A Current Event
The narrow width of an inlet often dictates that the tidal height of a bay lags behind that of the outlying ocean. That difference can cause a strong flow called a hydraulic current through the inlet. Because this flushing action can last an hour or more, the fish-holding areas will shift from one side of the inlet to the other as the ocean progresses from ebb tide (A) to slack tide (B) and finally to flood tide (C).
TIDAL INLETS are one of my favorite areas for fly fishing. By definition, inlets generally connect small estuaries or bays with larger areas of the ocean. They can range in width from a few tens of feet to miles, and they are almost always bounded on either side by jetties.
Because of their relatively narrow opening, inlets generally have strong tidal currents, shifting bottoms, and considerable water turbulence. These bottlenecks will restrict or increase the flow of water between the ocean and an estuary or bay. Because of such dynamic forces, inlets are often prime mixing areas of nutrient-rich salt and fresh water; therefore, they will attract and hold bait. These simple facts are the main reasons why inlets can be excellent places to fish. Depending on where you live, you can find tarpon, redfish, bluefish, stripers, and a host of other species feeding in and around your local pass.

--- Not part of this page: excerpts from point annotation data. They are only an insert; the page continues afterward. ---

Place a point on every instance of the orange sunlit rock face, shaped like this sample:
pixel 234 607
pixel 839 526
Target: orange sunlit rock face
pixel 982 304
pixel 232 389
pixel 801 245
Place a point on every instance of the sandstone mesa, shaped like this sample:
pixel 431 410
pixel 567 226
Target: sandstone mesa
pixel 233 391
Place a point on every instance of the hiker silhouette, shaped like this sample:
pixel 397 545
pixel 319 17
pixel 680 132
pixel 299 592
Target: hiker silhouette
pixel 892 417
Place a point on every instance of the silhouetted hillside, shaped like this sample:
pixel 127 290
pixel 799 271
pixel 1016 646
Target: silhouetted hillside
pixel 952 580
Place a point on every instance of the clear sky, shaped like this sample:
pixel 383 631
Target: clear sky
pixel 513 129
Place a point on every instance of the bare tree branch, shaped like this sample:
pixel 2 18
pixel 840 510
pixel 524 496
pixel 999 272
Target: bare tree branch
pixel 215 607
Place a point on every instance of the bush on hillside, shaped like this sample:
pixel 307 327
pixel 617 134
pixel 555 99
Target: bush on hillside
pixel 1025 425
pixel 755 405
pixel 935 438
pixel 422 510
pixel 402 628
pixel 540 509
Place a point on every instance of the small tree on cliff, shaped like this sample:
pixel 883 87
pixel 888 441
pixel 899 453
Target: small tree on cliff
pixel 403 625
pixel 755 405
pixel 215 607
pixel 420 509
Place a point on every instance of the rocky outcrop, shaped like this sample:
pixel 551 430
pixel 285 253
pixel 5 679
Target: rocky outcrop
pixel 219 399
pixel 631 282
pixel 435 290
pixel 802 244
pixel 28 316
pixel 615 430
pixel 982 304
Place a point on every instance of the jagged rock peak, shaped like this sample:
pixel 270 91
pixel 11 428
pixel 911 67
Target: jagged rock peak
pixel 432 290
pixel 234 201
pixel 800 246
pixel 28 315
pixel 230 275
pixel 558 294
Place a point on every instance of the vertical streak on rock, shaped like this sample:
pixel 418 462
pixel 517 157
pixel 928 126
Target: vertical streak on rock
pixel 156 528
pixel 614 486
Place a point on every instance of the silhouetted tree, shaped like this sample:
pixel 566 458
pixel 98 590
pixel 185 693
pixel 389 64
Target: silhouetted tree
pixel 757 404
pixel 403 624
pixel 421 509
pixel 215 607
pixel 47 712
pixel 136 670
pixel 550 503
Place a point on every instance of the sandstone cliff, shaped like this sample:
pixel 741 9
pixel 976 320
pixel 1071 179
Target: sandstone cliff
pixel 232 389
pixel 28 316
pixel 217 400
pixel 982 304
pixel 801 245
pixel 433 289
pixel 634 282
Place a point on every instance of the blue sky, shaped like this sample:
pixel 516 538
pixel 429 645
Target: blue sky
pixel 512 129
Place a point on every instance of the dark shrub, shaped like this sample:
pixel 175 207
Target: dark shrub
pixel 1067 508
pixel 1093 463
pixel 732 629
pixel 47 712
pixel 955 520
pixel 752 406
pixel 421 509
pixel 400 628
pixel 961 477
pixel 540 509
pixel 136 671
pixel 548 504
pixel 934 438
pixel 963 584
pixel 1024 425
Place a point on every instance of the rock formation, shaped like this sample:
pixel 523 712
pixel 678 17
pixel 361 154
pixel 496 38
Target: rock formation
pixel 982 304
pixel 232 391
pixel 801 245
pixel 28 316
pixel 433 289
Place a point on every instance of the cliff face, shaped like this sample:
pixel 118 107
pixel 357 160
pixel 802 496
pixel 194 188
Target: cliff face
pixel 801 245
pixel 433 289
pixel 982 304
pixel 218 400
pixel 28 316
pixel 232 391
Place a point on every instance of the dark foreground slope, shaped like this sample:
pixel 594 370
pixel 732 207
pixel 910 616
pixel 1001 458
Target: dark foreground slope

Most readers probably have already fished around many inlets, either from the adjacent jetties or from a boat, and are familiar with some of their peculiarities. Certainly, the key factor to successfully fishing an inlet is an understanding of the local tide and tidal current. One general rule, however, and it is essentially almost always true, is that during a falling or ebbing tide the fishing will be better on the ocean side of an inlet. Likewise, the inside of an inlet is usually better with an incoming or flooding tide. This simply is due to where the bait is being carried.
Tides and tidal currents are very complex phenomena influenced by many things, including the sun and the moon. The big picture and time frames can be determined from consulting tide height and tidal current charts. But each inlet has its own particular rhythm to boot and a fisherman with knowledge of how a local inlet works will increase his or her chances of success.
Hydraulic Currents
The relative size and shape of the bodies water on either side of an inlet greatly influence the tides and tidal currents in that immediate vicinity. Very often, the tidal pattern between the ocean and, say, an estuary is not in phase. In other words, the tide may be flooding on one side of the inlet and ebbing on the other side, and high and low tides can occur at different times. This may initially sound like an impossible situation, but it is very common.
Consider that the immense volume of the ocean is connected to the relatively small volume of an estuary or bay via a narrow channel—the inlet. The flow of water between these two bodies cannot keep pace with the tidal forces, and the result will often be an unequal range in the tide and a lag time between high and low tide on either side. These differences in water height can cause what is called a hydraulic current through the inlet. The question of how long the tidal levels between the two bodies of water are out of phase depends on the strength of the tide, the dimensions of the inlet, the shape of the bay or estuary, and the weather.
The hydraulic effect can result in currents inside the inlet and in the estuary that are considerably different from currents just outside in the ocean. In some places, the difference in the times of the tides between the ocean and the adjacent estuary can be an hour or more. These differences can certainly affect fishing, but if you understand how these hydraulic currents work you can increase your fishing opportunities.
Go With the Flow
Think about the ocean having an ebbing or falling tide, with the tidal current moving from left to right as shown in Figure A. The water in the estuary will also be ebbing, and the outgoing current through the estuary will be deflected to the right when it leaves the inlet because it is being moved by the ebb tidal current in the ocean. At this time, fishing should be better near the right-hand jetty.
Eventually the ocean flow will go slack (see Figure B). However, since the water height in the estuary is still higher than in the ocean, the flow from the estuary (the hydraulic current) will continue to move out through the inlet. Simply stated, the narrowness of the inlet has prevented the estuary from flushing fast enough to keep up with the dropping ocean water. Since there is still water and bait flowing out of the estuary, fishing should now be best directly off the mouth of the inlet.
Eventually the ocean tide will start to flood or rise (see Figure C), but because of the lag effect, the hydraulic current will still be moving out of the estuary. This flow can last an hour or more. In this situation, the outgoing water and bait will be deflected to the left by the flooding ocean tidal current, and fishing should be better near the left hand jetty.
Note that the direction of the flooding and ebbing currents in the ocean may differ depending on where you fish; and if so, make the appropriate adjustment. Also remember that the lag time differs from one inlet to another.
But the bottom line is that the fish around these structures are simply following the bait. Using the above example, you can oftentimes anticipate how, when, and where the action will move throughout the day.